KAB. BEKASI

Lagi, Sampah Kali Kopeng di Bersihkan UPTD Wilayah 1 DLH Kabupaten Bekasi Turunkan Satu Excavator 5 Dumptruck

 

Kabupaten Bekasi, zonainformasinew.com – UPTD Wilayah I Pengolahan Persampahan Dinas Lingkungan Hidup (DLH) Kabupaten Bekasi lagi-lagi melakukan pembersihan dan pengakatan sampah di Kali Kopeng DT 8, Desa Babelan Kota, Kecamatan Babelan kabupaten bekasi, dengan menurunkan satu alat berat 1 Exskapator dan 5 init mobil pengakut sampah.

Tumpukan sampah sepanjang ratusan meter yang menumpuk di kali dibersihkan dengan mengerahkan 30 pasukan pesapon, ratusan karung di siapkan untuk wadah sampah Enceng gondok dan sampah rumah tangga, Minggu (23/11/25).

Pembersihan dan pengangkatan sampah di kali kopeng tersebut di hadiri dari pihak Kementrian Lingkungan Hidup (KLH), dan juga DLH Provinsi Jawa Barat, DLH Kabupaten Bekasi, Satgas Citarum, UPTD Wilayah I Pengolahan Persampahan DLH Kabupaten Bekasi berserta jajaran, para pesapon, beserta segenap aparatur pemerintah desa Babelan kota dan Camat Babelan, Babinsa Bimaspol.

“Sampah tersebut kemudian diangkat ke atas Bantara kali tanah untuk mempermudah pengakuan, kemudian sampah tersebut akan diangkut ke tempat pembuangan akhir (TPA) Burangkeng kabupaten bekasi, ungkapnya H. Zulkarnain Lubis Kepala UPTD Pengelolaan Persampahan (PP) Wilayah I DLH Kabupaten Bekasi.

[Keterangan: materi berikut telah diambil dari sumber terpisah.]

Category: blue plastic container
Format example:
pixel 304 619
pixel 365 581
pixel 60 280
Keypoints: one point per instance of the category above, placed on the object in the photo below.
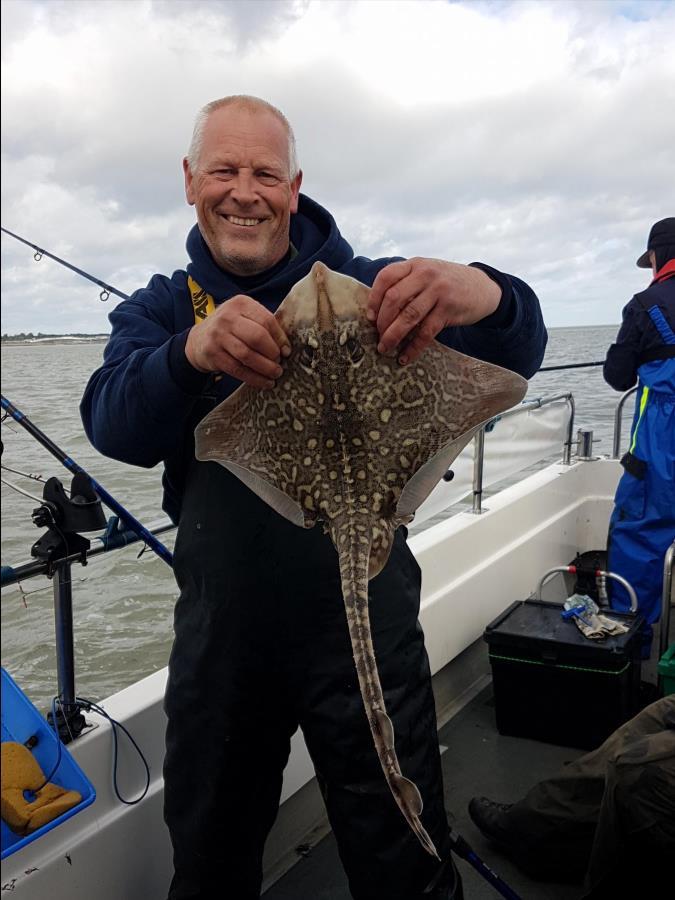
pixel 20 721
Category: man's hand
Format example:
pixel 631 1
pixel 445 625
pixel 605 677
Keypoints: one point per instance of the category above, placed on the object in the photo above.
pixel 241 338
pixel 411 301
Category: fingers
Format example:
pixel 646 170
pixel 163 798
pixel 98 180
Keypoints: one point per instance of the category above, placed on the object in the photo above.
pixel 384 281
pixel 241 338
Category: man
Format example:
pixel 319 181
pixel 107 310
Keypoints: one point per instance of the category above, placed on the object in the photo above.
pixel 642 526
pixel 261 643
pixel 607 818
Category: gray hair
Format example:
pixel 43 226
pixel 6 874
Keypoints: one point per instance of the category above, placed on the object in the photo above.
pixel 253 104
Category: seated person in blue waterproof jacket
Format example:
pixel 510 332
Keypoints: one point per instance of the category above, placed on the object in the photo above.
pixel 642 526
pixel 261 641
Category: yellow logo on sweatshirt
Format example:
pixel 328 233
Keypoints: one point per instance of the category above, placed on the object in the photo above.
pixel 202 303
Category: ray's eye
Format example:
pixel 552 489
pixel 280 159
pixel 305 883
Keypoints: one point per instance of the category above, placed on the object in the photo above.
pixel 354 349
pixel 307 355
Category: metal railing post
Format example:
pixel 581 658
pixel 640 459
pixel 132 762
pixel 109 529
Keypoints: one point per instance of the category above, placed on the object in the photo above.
pixel 63 626
pixel 665 599
pixel 478 459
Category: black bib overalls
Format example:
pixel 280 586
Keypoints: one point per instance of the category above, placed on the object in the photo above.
pixel 262 646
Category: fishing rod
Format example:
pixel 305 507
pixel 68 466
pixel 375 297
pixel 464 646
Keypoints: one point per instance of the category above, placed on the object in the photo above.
pixel 40 252
pixel 108 289
pixel 72 466
pixel 463 850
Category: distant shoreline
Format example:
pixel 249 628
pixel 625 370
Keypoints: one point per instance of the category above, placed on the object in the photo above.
pixel 55 339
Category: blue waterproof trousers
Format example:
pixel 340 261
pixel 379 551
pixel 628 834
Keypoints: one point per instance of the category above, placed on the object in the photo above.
pixel 642 525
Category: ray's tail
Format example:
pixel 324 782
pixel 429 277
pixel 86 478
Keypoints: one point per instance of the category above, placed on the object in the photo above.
pixel 354 577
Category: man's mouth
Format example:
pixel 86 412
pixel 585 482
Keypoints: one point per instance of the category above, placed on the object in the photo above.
pixel 238 220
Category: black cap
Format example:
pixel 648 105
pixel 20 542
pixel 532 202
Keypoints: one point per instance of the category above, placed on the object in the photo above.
pixel 662 234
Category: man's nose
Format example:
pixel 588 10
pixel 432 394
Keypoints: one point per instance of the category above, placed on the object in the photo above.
pixel 244 188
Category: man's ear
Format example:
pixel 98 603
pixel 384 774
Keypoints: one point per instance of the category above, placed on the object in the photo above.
pixel 295 192
pixel 189 191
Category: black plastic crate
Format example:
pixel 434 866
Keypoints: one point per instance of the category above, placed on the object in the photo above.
pixel 552 684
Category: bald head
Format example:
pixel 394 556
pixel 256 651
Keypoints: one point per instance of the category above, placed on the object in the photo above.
pixel 251 105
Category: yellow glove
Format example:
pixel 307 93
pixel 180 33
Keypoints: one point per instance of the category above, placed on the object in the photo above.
pixel 21 772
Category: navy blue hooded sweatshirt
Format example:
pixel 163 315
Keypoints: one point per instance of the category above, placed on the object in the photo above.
pixel 143 404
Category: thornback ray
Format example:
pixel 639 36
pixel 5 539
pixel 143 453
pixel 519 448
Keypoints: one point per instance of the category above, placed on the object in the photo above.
pixel 352 439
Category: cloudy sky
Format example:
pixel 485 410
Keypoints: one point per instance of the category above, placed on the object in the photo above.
pixel 536 136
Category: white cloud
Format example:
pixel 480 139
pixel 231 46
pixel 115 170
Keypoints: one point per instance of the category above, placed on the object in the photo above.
pixel 532 135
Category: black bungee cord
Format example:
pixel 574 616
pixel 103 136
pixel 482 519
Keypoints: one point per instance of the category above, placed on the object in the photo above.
pixel 459 844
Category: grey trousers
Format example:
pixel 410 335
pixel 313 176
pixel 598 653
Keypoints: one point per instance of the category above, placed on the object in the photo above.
pixel 609 816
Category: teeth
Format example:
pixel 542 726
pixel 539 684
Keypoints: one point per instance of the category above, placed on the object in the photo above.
pixel 237 221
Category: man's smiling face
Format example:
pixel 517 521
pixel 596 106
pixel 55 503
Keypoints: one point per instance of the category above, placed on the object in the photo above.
pixel 242 190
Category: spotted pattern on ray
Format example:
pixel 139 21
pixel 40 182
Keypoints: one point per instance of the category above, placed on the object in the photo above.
pixel 353 440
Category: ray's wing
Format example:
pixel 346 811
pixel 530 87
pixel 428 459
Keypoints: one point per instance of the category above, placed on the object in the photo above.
pixel 239 435
pixel 467 393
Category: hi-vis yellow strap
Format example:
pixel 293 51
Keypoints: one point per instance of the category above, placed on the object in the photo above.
pixel 202 303
pixel 643 404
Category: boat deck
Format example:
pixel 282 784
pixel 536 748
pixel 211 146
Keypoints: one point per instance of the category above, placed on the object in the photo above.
pixel 477 760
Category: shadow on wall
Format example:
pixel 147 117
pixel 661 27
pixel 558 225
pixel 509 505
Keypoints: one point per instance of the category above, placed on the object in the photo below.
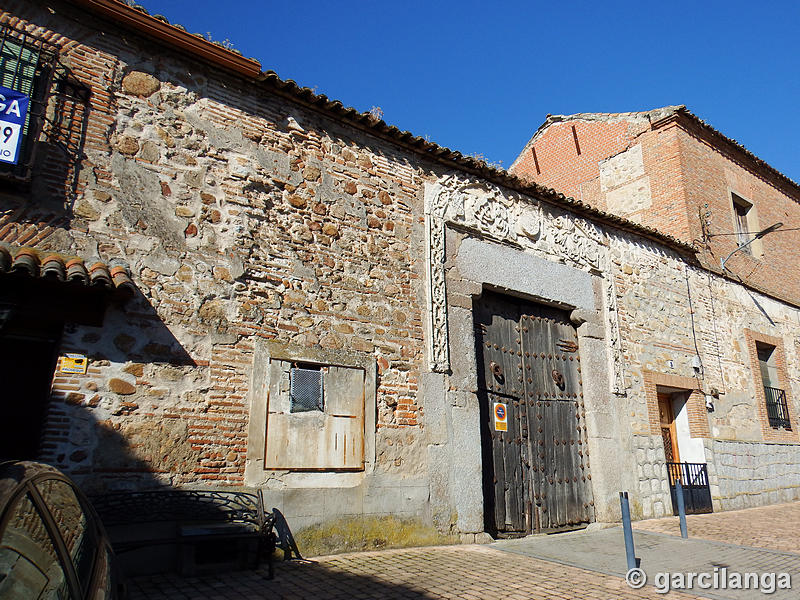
pixel 296 579
pixel 127 425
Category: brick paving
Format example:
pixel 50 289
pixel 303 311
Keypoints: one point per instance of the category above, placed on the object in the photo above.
pixel 775 527
pixel 451 572
pixel 581 565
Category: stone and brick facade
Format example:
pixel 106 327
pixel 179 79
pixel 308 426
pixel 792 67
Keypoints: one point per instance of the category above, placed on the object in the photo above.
pixel 667 169
pixel 268 229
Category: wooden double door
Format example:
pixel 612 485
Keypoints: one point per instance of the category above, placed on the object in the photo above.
pixel 535 457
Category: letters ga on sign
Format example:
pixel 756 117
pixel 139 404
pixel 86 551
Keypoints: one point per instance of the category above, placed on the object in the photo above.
pixel 13 111
pixel 74 363
pixel 500 417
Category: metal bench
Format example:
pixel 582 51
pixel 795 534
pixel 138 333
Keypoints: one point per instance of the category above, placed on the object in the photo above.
pixel 195 521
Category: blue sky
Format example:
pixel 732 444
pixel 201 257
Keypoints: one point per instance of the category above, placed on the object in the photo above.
pixel 480 77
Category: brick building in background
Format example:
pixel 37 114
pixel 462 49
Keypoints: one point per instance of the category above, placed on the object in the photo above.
pixel 212 277
pixel 669 170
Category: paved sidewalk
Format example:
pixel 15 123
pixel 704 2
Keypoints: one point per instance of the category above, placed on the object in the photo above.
pixel 775 527
pixel 603 551
pixel 579 565
pixel 452 572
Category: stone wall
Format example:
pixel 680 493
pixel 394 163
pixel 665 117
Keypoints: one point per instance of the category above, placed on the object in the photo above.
pixel 754 474
pixel 250 219
pixel 242 217
pixel 651 499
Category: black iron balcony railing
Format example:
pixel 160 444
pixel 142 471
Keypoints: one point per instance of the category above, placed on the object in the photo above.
pixel 777 410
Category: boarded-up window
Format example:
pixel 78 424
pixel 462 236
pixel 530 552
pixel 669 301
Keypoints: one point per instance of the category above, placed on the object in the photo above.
pixel 328 439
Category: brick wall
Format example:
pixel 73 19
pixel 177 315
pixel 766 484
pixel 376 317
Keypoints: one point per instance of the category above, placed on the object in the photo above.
pixel 242 216
pixel 683 178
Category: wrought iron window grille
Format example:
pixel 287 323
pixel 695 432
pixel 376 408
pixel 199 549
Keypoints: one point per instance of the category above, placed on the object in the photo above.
pixel 306 389
pixel 58 101
pixel 777 408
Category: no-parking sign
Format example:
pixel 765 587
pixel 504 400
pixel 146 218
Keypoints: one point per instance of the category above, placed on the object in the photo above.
pixel 500 417
pixel 13 110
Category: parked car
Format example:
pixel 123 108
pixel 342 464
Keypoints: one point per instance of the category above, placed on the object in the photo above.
pixel 52 544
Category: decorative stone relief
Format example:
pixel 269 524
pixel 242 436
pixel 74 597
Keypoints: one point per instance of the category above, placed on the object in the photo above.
pixel 485 208
pixel 573 239
pixel 438 343
pixel 615 356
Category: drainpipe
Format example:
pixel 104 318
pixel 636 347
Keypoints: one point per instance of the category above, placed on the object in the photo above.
pixel 757 236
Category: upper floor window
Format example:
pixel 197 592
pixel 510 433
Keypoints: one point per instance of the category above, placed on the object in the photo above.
pixel 775 396
pixel 742 216
pixel 27 65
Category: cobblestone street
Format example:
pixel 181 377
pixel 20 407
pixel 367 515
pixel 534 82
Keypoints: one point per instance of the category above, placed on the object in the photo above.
pixel 582 565
pixel 775 527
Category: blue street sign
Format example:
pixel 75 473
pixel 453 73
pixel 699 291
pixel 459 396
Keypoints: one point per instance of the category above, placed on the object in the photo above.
pixel 13 111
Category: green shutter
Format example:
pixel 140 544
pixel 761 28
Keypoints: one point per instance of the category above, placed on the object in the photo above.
pixel 18 70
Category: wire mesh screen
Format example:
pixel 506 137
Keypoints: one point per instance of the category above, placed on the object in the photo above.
pixel 305 390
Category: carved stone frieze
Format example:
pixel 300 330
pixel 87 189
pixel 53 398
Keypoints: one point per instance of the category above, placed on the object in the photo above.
pixel 486 209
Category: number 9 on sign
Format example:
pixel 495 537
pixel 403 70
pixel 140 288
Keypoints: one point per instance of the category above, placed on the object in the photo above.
pixel 9 142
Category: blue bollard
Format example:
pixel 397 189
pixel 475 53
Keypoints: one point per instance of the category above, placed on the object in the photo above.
pixel 630 553
pixel 681 508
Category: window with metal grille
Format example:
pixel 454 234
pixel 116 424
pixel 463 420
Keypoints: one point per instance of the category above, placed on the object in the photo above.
pixel 27 65
pixel 306 389
pixel 775 397
pixel 741 212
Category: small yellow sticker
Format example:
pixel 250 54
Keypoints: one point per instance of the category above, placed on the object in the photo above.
pixel 500 417
pixel 74 363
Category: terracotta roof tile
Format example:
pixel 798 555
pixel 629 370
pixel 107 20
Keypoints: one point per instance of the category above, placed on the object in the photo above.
pixel 31 263
pixel 451 158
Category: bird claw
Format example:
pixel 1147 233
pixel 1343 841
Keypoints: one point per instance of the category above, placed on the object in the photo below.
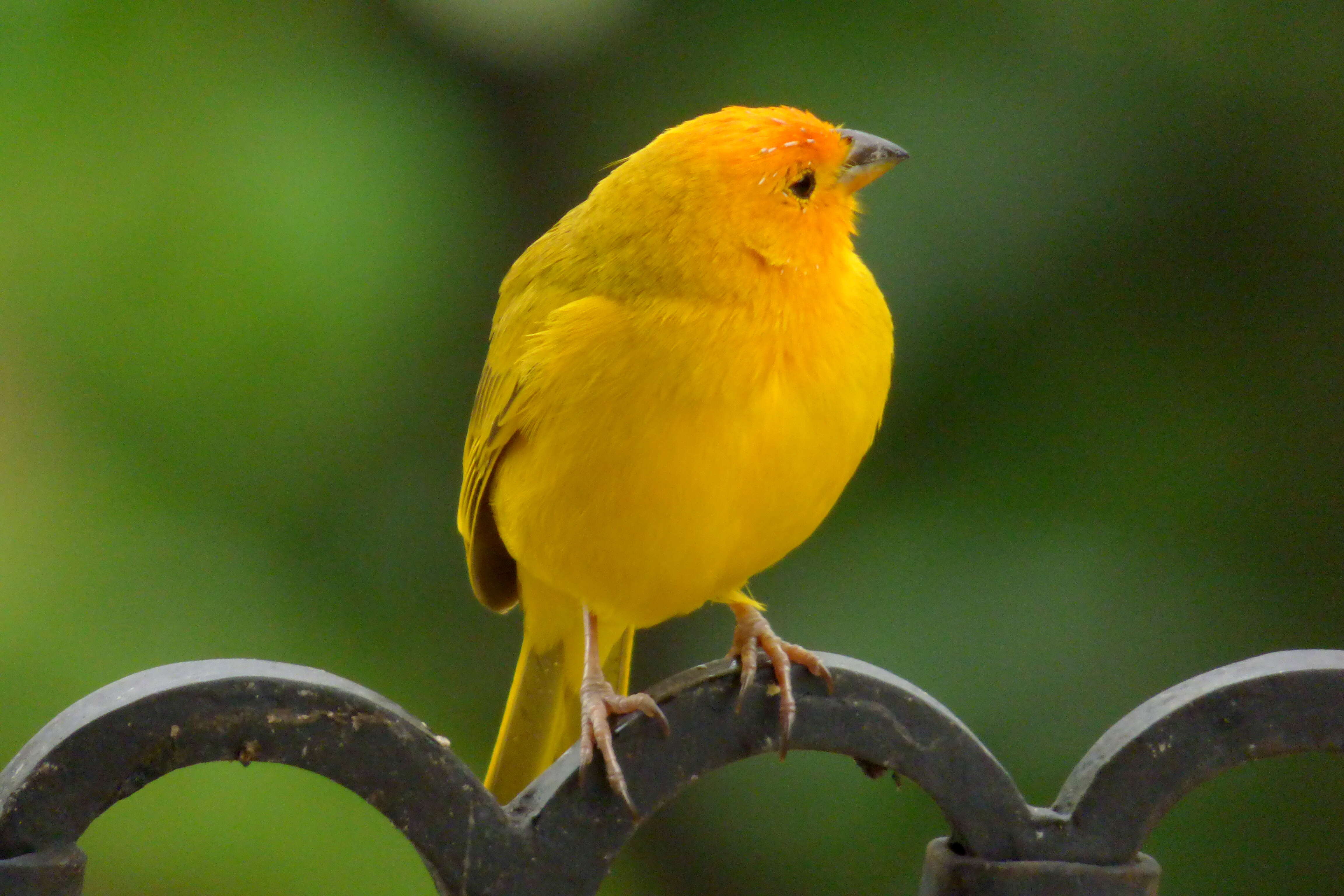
pixel 598 702
pixel 753 633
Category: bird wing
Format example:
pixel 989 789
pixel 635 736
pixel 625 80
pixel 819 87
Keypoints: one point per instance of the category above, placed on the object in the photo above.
pixel 496 418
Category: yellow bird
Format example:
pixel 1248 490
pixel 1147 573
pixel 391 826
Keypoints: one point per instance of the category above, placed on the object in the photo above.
pixel 683 375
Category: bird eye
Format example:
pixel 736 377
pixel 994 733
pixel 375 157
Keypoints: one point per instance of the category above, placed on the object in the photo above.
pixel 804 186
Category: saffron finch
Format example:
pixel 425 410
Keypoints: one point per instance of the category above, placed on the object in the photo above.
pixel 683 375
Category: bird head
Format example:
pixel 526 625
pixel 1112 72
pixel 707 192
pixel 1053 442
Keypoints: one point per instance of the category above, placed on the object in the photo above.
pixel 745 190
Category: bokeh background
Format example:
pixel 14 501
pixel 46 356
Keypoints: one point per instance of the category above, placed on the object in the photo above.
pixel 248 261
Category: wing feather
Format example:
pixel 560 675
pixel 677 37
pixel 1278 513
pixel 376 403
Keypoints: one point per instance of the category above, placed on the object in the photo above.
pixel 521 316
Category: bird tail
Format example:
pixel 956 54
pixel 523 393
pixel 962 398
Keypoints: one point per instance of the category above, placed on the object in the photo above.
pixel 542 717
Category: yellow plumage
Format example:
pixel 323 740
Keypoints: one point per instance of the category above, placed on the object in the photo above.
pixel 683 375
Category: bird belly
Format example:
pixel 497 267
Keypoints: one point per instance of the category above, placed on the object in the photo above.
pixel 646 499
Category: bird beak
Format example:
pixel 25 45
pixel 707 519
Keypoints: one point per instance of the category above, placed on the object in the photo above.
pixel 870 158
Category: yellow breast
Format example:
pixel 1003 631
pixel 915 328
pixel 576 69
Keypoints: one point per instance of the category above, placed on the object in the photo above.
pixel 671 449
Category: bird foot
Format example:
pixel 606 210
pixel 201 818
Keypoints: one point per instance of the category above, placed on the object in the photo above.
pixel 755 632
pixel 597 703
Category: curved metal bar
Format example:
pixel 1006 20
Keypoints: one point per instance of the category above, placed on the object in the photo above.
pixel 561 835
pixel 873 717
pixel 123 737
pixel 1270 706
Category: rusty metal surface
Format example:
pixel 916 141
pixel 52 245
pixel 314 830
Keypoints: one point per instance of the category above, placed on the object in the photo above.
pixel 562 833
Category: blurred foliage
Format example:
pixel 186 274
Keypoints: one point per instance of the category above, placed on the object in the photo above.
pixel 248 258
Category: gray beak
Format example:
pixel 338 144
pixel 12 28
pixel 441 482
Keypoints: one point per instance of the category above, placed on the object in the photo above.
pixel 870 158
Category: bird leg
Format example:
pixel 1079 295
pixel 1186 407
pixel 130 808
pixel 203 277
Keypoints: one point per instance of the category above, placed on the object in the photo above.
pixel 755 632
pixel 597 702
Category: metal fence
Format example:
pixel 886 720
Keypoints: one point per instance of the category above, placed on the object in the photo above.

Kami dari UPTD wilayah 1 dinas lingkungan hidup kabupaten bekasi tak bisa dan tak henti untuk melakukan pembersihan sampah yang ada di kali maupun yang ada di bahu jalan, dan kami selalu menghimbau diharapkan peran aktif dan partisipasi warga masyarakat dan pemerintah setempat untuk peduli akan kebersihan lingkungan yang ada di wilayah masing-masing. Jelasnya.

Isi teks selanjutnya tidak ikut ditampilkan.